India’s home minister, Sushil Kumar Shinde, told reporters in New Delhi that Kasab was hanged at 7:30 a.m. at a jail in Pune city, outside Mumbai. The hanging came just five days ahead of the fourth anniversary of the attack.
“It was decided on the 7th of November. It was important to keep it a secret,” Shinde said. He added that Pakistan so far has not asked for Kasab’s body. “We have informed Pakistan,” he said. “If they demand it, we will hand over the body.”
Prithviraj Chavan, the chief minister of the state of Maharashtra, of which Mumbai is the capital, said Kasab had been buried in Pune.
For many Indians, Kasab’s trial became a symbol of India’s resolve to tackle terrorism emanating from Pakistan. “There is a rule of law that is followed in India, whether he is an Indian citizen or not,” Chavan said. “This shows that whatever time and money it takes, justice will be done.”
Kasab was asked whether he had any last wish or wanted to write his will. He said in writing that he did not feel the need to do so, Chavan said.
The Supreme Court confirmed the death penalty for Kasab in August, and Indian President Pranab Mukherjee rejected his appeal for mercy Nov. 5. Capital punishment is legal in India, but the Supreme Court has ruled that it should be carried out only in the “rarest of rare cases.” Kasab’s hanging was the second since 1995, but the government jumped the line of 16 others whose mercy petitions were pending with Mukherjee.
By Indian standards, under which courts can take several decades to issue a conclusive ruling, Kasab’s trial and hanging have been remarkably quick. In one of the most keenly watched trials in India in recent times, the government set up a special fast-track court that met daily inside a high-security jail.
The convicted terrorist was kept in a bomb-proof, egg-shaped cell in a Mumbai jail for four years, and every detail of his life — from his daily diet to the newspaper he read and how much money was being spent on keeping him alive — made headlines in the Indian media.

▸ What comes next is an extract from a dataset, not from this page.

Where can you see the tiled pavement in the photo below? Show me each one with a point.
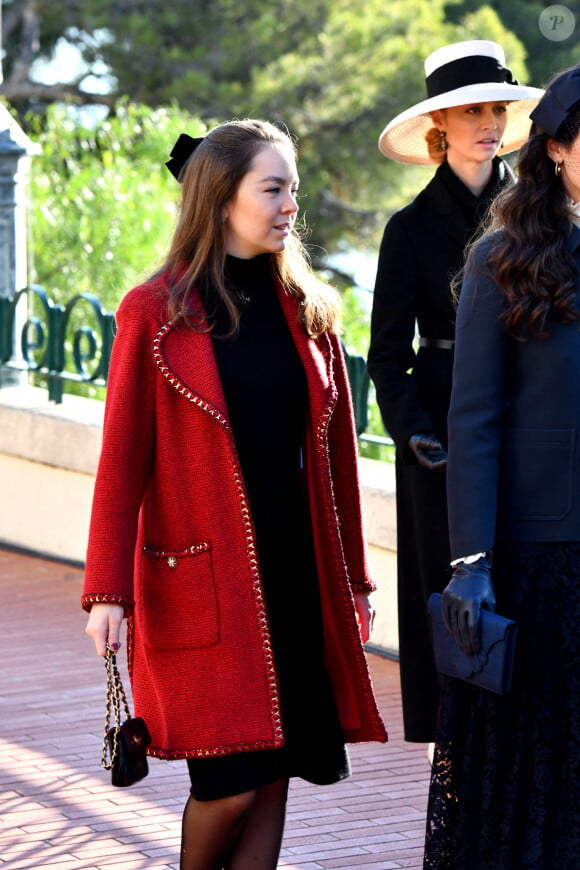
(57, 810)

“I wondered many times if I will be able to see Kasab hanged in my own lifetime. I am very happy with the justice given by the Indian government,” Geeta Salaskar, the wife of a police officer killed in the attack, told the Indian news channel ABP News. “But still, this is not complete justice, because the masterminds in Pakistan are yet to be punished.”
On Tuesday, India voted against a U.N. draft resolution that called for abolishing the death penalty, arguing that it was a sovereign right of a nation to frame its own laws.